Kubernetes, Rails on Puma and Nginx Ingress Controller

Kubernetes, Rails on Puma and Nginx Ingress Controller

Our infrastructure runs on Kubernetes with the following setup:

  • NGINX Ingress Controller as gateway
  • rails application with Puma application server
  • horizontal pod autoscaler

Horizontal Pod Autoscaler scales the application pods depending on the CPU usage. We try to keep it on the average level of 60%. When it goes above the application is scaled up. When the value goes lower the application is downscaled.
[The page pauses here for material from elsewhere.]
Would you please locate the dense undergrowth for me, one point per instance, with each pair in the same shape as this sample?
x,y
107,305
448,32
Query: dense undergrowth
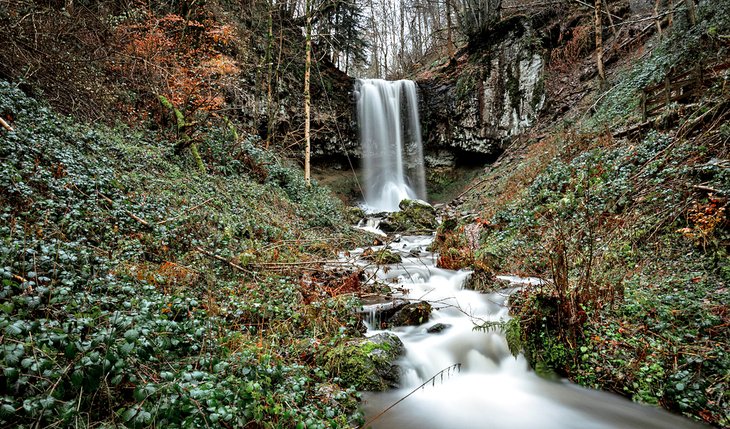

The problem we had was that, when the application was downscaled and the NGINX Ingress Controller proxied the connection to the pod that is being removed due to low level CPU usage NGINX raised connect() failed (111: Connection refused) while connecting to upstream or connect() failed (113: Host is unreachable) while connecting to upstream or upstream timed out (110: Operation timed out) while connecting to upstream This caused errors to around 1% of the traffic, especially when there were a lot of traffic spike because there was a lot of downscaling and upscaling.

The solution I found was to use preStop hook in Kubernetes pod lifecycle with the command sh -c „sleep 5”. This caused the pod to be marked as Not Ready, which meant that Nginx Ingress Controller did not proxy the requests to it, letting all incomming requests to finish during those 5 seconds before shutting down the application pod.

Below you can see the change in errors after applying this fix. The blue bars are all failed requests that were caused by the above mentioned error.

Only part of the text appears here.